The unionist DUP may face the difficulty of serving as deputy to a Sinn Féin first minister. Although the first and deputy first minister roles at Stormont are equal in terms of their powers, even titular subservience to republicans is ideological anathema to unionists. Having emphasised the importance of winning the first minister role for so long, now losing it would be a further blow to unionists’ already fragile morale.
Many are unsympathetic. The DUP backed Brexit, then resisted former prime minister Theresa May’s efforts to deliver a deal that would avoid any border controls. Instead, the party aided Boris Johnson in replacing May, despite widespread predictions that he would abandon unionists – as he swiftly did.
The DUP, currently the largest party, had already resigned the first minister role in February in protest at the so-called Northern Ireland protocol – the section of the UK-EU Brexit trade deal which left the region effectively under Brussels’ regulation.
The continued application of EU rules to Northern Ireland was seen as the only way to avoid controls on the Irish border, which would undermine the 1998 Good Friday Agreement. Instead, there are now checks on goods arriving in Northern Ireland from Britain. Unionists argue this creates a border in the Irish Sea, thus separating Northern Ireland from Britain and undermining its place in the Union. DUP leaders insist the protocol must be scrapped before they will return to power-sharing.
There seems little very chance of the protocol being abandoned, though just last week Johnson was once again suggesting that his government would override it if required. Such threats have been made many times before, but London has always ended up backing away from any move that would break its treaty with the EU, and thus international law. More likely, Johnson is merely gesturing to help boost the DUP’s electoral support. Even it responded coolly to Johnson’s latest comments on the protocol, having been let down so often before.
Campaigning on the issues
It is notable, however, that Sinn Féin is largely avoiding any rhetoric that would further embarrass the DUP. Republicans are more focused on discussing issues like the rising cost of living than the prospect of winning the first minister post or a referendum on Irish unity.

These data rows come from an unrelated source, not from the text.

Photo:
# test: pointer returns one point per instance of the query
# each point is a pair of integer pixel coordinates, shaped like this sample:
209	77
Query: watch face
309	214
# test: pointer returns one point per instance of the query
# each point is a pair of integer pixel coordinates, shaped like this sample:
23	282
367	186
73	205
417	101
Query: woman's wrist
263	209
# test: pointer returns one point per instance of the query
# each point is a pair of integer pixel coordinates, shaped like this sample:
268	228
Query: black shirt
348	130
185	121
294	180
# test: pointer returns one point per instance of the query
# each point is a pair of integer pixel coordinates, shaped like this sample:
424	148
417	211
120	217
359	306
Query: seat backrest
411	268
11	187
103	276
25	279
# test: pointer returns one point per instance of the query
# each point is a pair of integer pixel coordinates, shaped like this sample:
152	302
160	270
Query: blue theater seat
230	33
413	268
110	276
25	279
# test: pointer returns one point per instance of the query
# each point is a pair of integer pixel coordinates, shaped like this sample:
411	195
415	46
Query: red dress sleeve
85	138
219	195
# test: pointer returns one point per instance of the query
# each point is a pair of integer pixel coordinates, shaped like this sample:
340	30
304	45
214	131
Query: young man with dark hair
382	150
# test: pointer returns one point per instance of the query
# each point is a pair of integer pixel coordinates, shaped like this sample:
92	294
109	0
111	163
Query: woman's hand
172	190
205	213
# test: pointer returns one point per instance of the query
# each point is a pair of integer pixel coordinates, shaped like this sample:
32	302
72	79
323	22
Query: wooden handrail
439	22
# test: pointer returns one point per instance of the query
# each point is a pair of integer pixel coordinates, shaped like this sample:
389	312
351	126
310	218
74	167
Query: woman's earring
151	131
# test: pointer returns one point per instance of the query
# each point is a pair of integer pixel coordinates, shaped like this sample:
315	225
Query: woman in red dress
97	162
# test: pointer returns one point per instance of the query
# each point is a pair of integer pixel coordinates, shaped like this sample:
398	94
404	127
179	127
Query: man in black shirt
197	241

This is a sensible strategy. Sinn Féin knows it needs the DUP to make power-sharing work, but also has its eyes on a bigger prize – leading the government in Dublin. Polls in the Irish Republic also suggest this is likely. Sinn Féin is thus being careful not to upset more moderate voters who now see it as a mature political party, capable of running governments either side of the Irish border. In doing so, republicans feel they can practically demonstrate the logic and benefits of Irish reunification rather than merely talking about it.

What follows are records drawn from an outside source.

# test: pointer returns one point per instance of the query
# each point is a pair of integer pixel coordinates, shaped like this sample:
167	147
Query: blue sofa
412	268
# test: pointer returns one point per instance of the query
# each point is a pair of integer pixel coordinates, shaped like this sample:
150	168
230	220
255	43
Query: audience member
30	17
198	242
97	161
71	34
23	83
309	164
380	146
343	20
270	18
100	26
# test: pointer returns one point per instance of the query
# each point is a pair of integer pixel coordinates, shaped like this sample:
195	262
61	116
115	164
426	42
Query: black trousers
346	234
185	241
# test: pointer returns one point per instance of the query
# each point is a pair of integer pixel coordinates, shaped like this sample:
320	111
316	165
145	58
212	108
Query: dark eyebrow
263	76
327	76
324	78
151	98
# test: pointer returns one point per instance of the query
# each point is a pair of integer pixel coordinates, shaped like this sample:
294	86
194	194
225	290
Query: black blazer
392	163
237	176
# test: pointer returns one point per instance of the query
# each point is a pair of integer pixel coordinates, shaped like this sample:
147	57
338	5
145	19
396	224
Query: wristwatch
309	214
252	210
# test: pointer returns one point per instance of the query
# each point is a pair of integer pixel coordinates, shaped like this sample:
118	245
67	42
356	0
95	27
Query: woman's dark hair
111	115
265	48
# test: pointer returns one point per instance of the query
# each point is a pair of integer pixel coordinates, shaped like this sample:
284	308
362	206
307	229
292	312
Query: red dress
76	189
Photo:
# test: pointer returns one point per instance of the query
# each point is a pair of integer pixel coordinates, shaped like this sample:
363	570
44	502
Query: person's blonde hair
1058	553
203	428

Sinn Féin is also aware of the increasing number of non-aligned voters in Northern Ireland – people who see themselves as neither nationalist nor unionist. It is those who vote for left-wing or liberal parties, or are more concerned about the environment, that will really decide the future of Northern Ireland. With the latest census data likely to show near parity in the number of Protestants and Catholics in the region, those who eschew such labels will be required to create a winning majority for constitutional change.
Sinn Féin and the DUP will obviously continue to argue which is better, a united Ireland or the United Kingdom, but non-aligned voters will ask which is more likely to advance social justice, ensure equality for groups beyond the sectarian divide like the LGBTQ community, or decarbonise the economy. This explains Sinn Féin’s focus on issue-based politics, and particularly on the concerns of non-aligned voters.
By contrast, the DUP’s fulminating over the protocol appears increasingly out of touch. For many young people, or simply those who accept the scientific data, it is rising sea levels rather than any sea border that most concerns them.
This all said, unless the polls are way out, Sinn Féin and the DUP will remain the two largest parties in Northern Ireland after the election. They will therefore need to find ways to manage their differences and restore power-sharing. They will also have to work with whatever changes are or are not made to the protocol – a matter that rests essentially in the hands of London and Brussels. Otherwise, irrespective of its constitutional future, the short-term prospects for Northern Ireland are bleak. Further stalemate would also endanger the Good Friday Agreement, which brought an end to the region’s troubled past and allowed the significant progress it has seen over the past two decades.
To talk of Sinn Féin or the DUP “winning” the Northern Ireland election or first minister role in a system which requires power-sharing is pointless. Only political partnership can prevail in this election, and only compromise can shape the future of Northern Ireland.